The invention relates to a defect detection method for a small transparent plastic product based on a YOLOv5 model, and belongs to the field of deep learning and target detection. Firstly, acquiring a defect image of a plastic product to construct a related data set; secondly, performing K-means + + clustering on the marking frame in the training set; then, carrying out four-scale feature extraction on the image by the Backbone network added with the attention mechanism and transmitting the image into a Neck structure; then the Neck structure performs feature fusion and transmits the feature fusion to a prediction network to obtain a final detection result; and finally, verifying and testing the trained network model. The method can realize real-time and accurate detection of the defects of the small transparent plastic products on the basis of improving the performance of defect feature extraction and the accuracy of identification.

Description

Small transparent plastic product defect detection method based on YOLOv5
Technical Field
The invention belongs to the technical field of computer vision, and relates to a method for detecting defects of a small transparent plastic product under a complex background.
Background
With the continuous development of software and hardware technologies, the field of target detection is also continuously improved. The defect detection is an important direction in the field of target detection, and with the increasing importance of enterprises on product quality and the increasing requirements of customers on product quality, the defect detection gradually becomes a subject with important research value and significance in the field of computer vision. Due to the needs of industrial field scenes, accurate and real-time defect detection is brought forward. Many small-size transparent plastic products, such as syringe, plastic ruler etc. often appear defect such as crackle, defect, bubble in production, assembly process, mainly rely on people's eye to look for and reject, have work efficiency low, working strength scheduling problem greatly.
Current research in the field of target detection is divided into two branches: a two-stage detection method and a single-stage detection method. The two-stage detection method comprises R-CNN, fast R-CNN, faster R-CNN and the like, and the series of algorithms are generally divided into two steps: the first step is to extract a target area, namely a suggestion frame, from an image; the second step is to detect and classify each suggestion box. Its advantages are high precision, low detection speed and no requirement for industrial field. The single-stage detection method comprises SSD, YOLO series and the like, which do not need to go through two steps and obtain results in a one-step in-place mode. The detection speed and detection accuracy of YOLO v5 are greatly improved compared with that of Faster R-CNN.

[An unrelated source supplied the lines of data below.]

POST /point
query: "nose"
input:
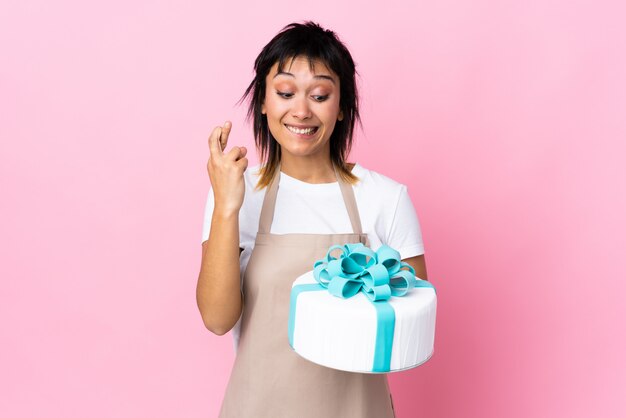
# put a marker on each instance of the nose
(301, 109)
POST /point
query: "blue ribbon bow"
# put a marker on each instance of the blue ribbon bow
(379, 275)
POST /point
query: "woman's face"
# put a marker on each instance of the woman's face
(302, 107)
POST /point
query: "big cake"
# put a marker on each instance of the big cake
(363, 311)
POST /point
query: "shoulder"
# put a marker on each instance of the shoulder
(251, 176)
(371, 180)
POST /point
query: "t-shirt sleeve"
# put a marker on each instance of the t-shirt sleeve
(208, 214)
(405, 234)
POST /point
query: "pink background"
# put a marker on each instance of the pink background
(505, 119)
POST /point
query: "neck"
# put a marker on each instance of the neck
(307, 169)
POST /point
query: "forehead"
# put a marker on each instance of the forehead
(302, 64)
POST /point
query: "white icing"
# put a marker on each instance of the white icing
(341, 333)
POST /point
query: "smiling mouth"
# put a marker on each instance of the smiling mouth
(302, 131)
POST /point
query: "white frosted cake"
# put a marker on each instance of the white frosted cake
(362, 332)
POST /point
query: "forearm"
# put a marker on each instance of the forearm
(218, 292)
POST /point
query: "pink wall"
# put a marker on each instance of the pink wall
(505, 119)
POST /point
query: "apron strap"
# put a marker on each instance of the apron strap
(269, 203)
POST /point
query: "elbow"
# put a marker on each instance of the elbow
(216, 328)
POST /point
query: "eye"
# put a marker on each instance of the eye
(320, 98)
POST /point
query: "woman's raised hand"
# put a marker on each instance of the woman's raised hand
(226, 171)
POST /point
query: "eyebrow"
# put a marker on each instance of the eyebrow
(322, 76)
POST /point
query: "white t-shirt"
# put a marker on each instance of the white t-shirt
(387, 213)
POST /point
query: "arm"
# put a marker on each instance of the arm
(419, 264)
(218, 292)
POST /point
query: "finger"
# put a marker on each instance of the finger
(236, 153)
(225, 133)
(214, 148)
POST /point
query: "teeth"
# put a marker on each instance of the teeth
(300, 131)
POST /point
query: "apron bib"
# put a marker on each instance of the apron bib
(268, 379)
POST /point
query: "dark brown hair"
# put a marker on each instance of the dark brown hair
(309, 40)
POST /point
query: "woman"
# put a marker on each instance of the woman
(272, 222)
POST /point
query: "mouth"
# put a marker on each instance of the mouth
(303, 132)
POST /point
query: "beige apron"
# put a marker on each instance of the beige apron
(269, 380)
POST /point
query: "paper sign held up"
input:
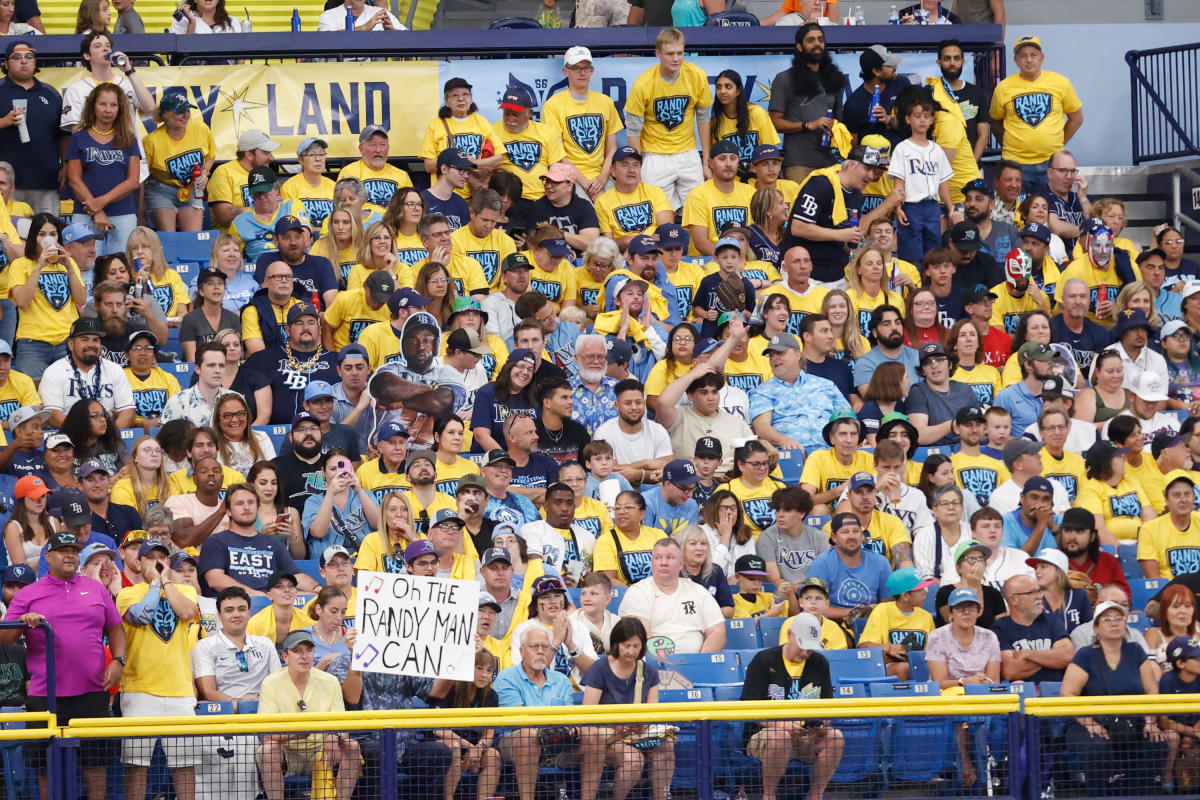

Aiming at the special environment of an industrial production line, a target detection algorithm based on YOLO v5 faces the conditions of low accuracy of dense target detection and high missing rate of small targets; therefore, on the premise of keeping the original detection speed and precision, the improved YOLO v5 network structure has important significance for the field of detection of defects in plastic production by improving the detection precision of small targets and dense targets.
Disclosure of Invention
The invention aims to solve the problems that when YOLO v5 is applied to the detection of a plastic product production image in the industrial field, the detection difficulty is high due to the fact that a detection target is a small target, and the real-time performance is insufficient due to the fact that a backbone network is complex, and provides a plastic product defect detection method based on YOLO v 5.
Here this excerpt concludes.